American Jewish-focused news agency and wire service

The Jerusalem News Syndicate (JNS), formerly the Jewish News Syndicate, is an American news agency that primarily covers Jewish and Israeli-related topics and news.

Launched in 2011, JNS is considered to be more conservative and hawkish than its competitor the Jewish Telegraphic Agency. In 2026, JNS changed its name to the Jerusalem News Syndicate.

== History ==
The news agency was launched in September 2011 with an exclusive U.S. distribution deal with free Israeli daily Israel Hayom. It is published by Russel Pergament and Joshua Katzen. Its editor-in-chief is American journalist Jonathan S. Tobin. Pergament criticized the Jewish Telegraphic Agency (JTA) for allegedly being insufficiently supportive of Israel in its coverage, particularly on Israel's attack on the MV Mavi Marmara in 2010.

By 2013, JNS was growing faster, with the Jewish newspaper The Forward crediting JNS's pro-Israel perspective and lower price compared to JTA, which is considered "the Associated Press of Jewish media." The wire employed five staff members. Approximately 40 new outlets used JNS, compared to 88 outlets using JTA. Subscribers to JNS paid between $400 to $700 per month, with the first year free, for access to the wire service. In 2015, JNS had between 40 and 55 newspapers, with a third in the free trial period. The editor-in-chief until 2016 was Jacob Kamaras.

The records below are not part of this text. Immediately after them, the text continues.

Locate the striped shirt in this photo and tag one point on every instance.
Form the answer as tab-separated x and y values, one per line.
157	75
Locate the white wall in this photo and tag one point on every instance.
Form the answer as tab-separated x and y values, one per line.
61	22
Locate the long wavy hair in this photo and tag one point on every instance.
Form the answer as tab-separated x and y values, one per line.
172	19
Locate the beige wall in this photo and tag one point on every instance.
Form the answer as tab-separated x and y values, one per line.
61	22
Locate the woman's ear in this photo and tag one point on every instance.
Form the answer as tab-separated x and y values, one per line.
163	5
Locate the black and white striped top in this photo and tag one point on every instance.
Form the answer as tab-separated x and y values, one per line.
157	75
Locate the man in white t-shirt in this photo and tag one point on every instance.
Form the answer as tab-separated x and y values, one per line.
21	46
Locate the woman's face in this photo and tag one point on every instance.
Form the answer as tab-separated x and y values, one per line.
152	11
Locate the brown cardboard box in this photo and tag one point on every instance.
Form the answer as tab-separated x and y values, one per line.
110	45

JNS won its first two Rockower Awards in 2019. Since then, it has won awards every year, winning a record 11 in 2024. JNS has broken stories later reported by Al Jazeera English, the Jewish Telegraphic Agency and the Jewish Journal. JNS distributed the Dry Bones comic strip previously carried by the Jerusalem Post.

On 21 June, 2026, JNS CEO and Jerusalem Bureau Chief Alex Traiman announced that JNS would change its name from Jewish News Snydicate to Jerusalem News Syndicate. The change was formally announced on 2 July 2026 on an X post further stating that "For JNS, that city is the Jewish State’s eternal capital, Jerusalem."

==Editorial positions==
In 2015, The Forward described JNS as focusing heavily on Israeli security threats. Frequent columnists Ben Cohen and Stephen M. Flatow wrote often against the Iran Nuclear Deal and the Obama administration more generally, and the JNS board included Middle East Forum president and pro-Israel hawk Daniel Pipes and neoconservative Harvard professor Ruth Wisse.

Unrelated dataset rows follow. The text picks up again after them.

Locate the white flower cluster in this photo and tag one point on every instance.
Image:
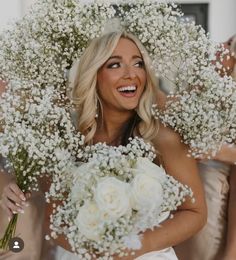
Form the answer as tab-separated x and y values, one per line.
114	197
37	135
44	44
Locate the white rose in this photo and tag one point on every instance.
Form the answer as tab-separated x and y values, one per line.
89	221
146	187
112	197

JNS's publisher Russel Pergament described the wire service as a "nonpartisan, objective, straight down the middle newswire with no axe to grind except one: to see that Israel gets a fair shake in the news." "There are some editors who do not want to upset their readers so they’ll publish a JNS news brief about someone in Israel inventing a new flavor of ice cream, but they won’t run anything that’s kind of scary," he told the Jewish Press.

The Forward, a progressive media outlet, has stated that the JNS was not overtly ideological, but it has been described as conservative, right-leaning, and more hawkish than the JTA. According to Rick Kestenbaum of the American Jewish Press Association, editors of Jewish media outlets are aware of JNS's ideology and difference from the JTA.

In October 2023, Dan Freeman-Maloy, the director of strategic operations at Canadians for Justice and Peace in the Middle East, wrote to chief personnel at the National Post requesting that syndicated content from the JNS be clearly labelled as opinion, stating that the JNS "functions as a pro-Israel think tank that produces hard-line opinions behind a 'National Post Wire Service' disguise" and calling the use of JNS content "a gross betrayal of public trust and a blow to the credibility of journalism nation-wide".

==Financial support==
The Adelson Foundation was the largest single funder of JNS as of 2015, contributing over $1.2 million between 2013 and 2015. In 2015, Adam Milstein donated $12,500. In 2020, JNS's largest single donor was Sheldon Adelson.